Engagement may be difficult to quantify in the same way as a financial measure, but employee surveys are a useful way of gauging how staff feel towards the organisation. IT consulting and outsourcing company Capgemini, like many companies, runs an annual survey and from that extracts an engagement index so it can easily track shifts up and down (see box).
But Debra Cadman, HR director of business and core services at the company, says that simply knowing how staff feel is not enough: “Our survey is not the be all and end all; you have to follow up on what it tells you. We always ask whether they feel that results have been acted upon and this figure has increased in every single business division in the UK.”
Shortlist of priorities
Wiley agrees: “Survey your employees and make a shortlist of priorities for follow-up. Clarify why employees feel the way they do – do a root-cause analysis. Don’t just jump into action without doing this first.

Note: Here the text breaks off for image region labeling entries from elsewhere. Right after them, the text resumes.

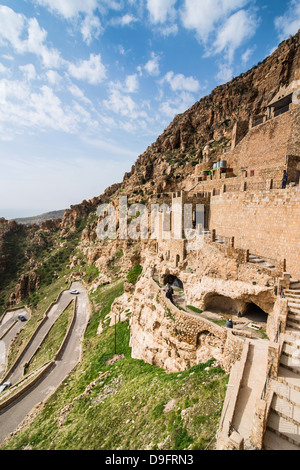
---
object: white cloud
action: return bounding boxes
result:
[68,54,106,85]
[242,47,255,65]
[46,70,62,86]
[144,52,160,76]
[216,64,233,85]
[0,5,62,68]
[69,84,92,105]
[19,64,36,81]
[181,0,249,43]
[35,0,98,20]
[159,91,195,119]
[0,5,25,50]
[147,0,176,24]
[125,74,139,93]
[213,10,257,62]
[110,13,138,26]
[275,0,300,41]
[0,80,82,139]
[81,15,102,45]
[162,71,200,93]
[0,62,10,76]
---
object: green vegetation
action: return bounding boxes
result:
[3,282,228,450]
[127,264,143,285]
[26,301,74,374]
[2,214,228,450]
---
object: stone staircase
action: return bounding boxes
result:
[263,280,300,450]
[249,253,276,269]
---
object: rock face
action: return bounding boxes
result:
[124,275,243,372]
[9,271,39,305]
[0,218,24,280]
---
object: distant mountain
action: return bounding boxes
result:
[13,209,65,225]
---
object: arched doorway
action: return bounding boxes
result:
[164,274,185,308]
[243,302,268,323]
[205,293,238,315]
[164,274,183,289]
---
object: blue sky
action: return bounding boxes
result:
[0,0,300,219]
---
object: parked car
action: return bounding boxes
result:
[0,382,11,393]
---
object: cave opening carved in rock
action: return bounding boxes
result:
[243,302,268,323]
[205,294,239,315]
[164,274,183,289]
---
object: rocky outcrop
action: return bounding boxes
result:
[9,271,39,305]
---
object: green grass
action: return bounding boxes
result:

Then merchandise your success, close the loop and show employees what the outcomes of your actions were.”
The latest report from Engage for Success makes it clear that organisations should see the UK’s need to raise its engagement game as an opportunity rather than a threat. As evidence on the link between more engaged employees and better performance gathers and awareness improves further, business results will surely follow.
IT outsourcing and consulting company Capgemini aims to engage with its employees on two levels: individually and as a collective.
HR director for business and core services Debra Cadman explains that individual engagement is fostered through regular line manager updates, using internal networking platform Yammer to open up conversations with other employees. Collectively, the company is committed to working with work councils (known as “forums”) in each of its six business units in the UK. It also engages regularly with its unions, and their representatives often sit on the work councils.
“It’s all about conversation, both individual and collective,” Cadman says.
While she admits the company has no formal strategy in place around engagement, its annual employee surveys give her and the rest of the HR team a clear idea of any issues: “A lot of the things we do link to engagement, such as our work with sustainability, or with local communities, which all boost morale.”
In addition, the company’s flexible benefits package is well utilised, with 86% of staff opting to change around their benefits to suit them at the last opportunity.
One tangible benefit from greater two-way engagement with staff came recently when some employees were under threat of redundancy after a reduction in public-sector client revenue. During the consultation process, staff came up with an idea for changing how bonuses were accrued and suggested offsetting this against redundancies. Around 98% of the jobs were saved.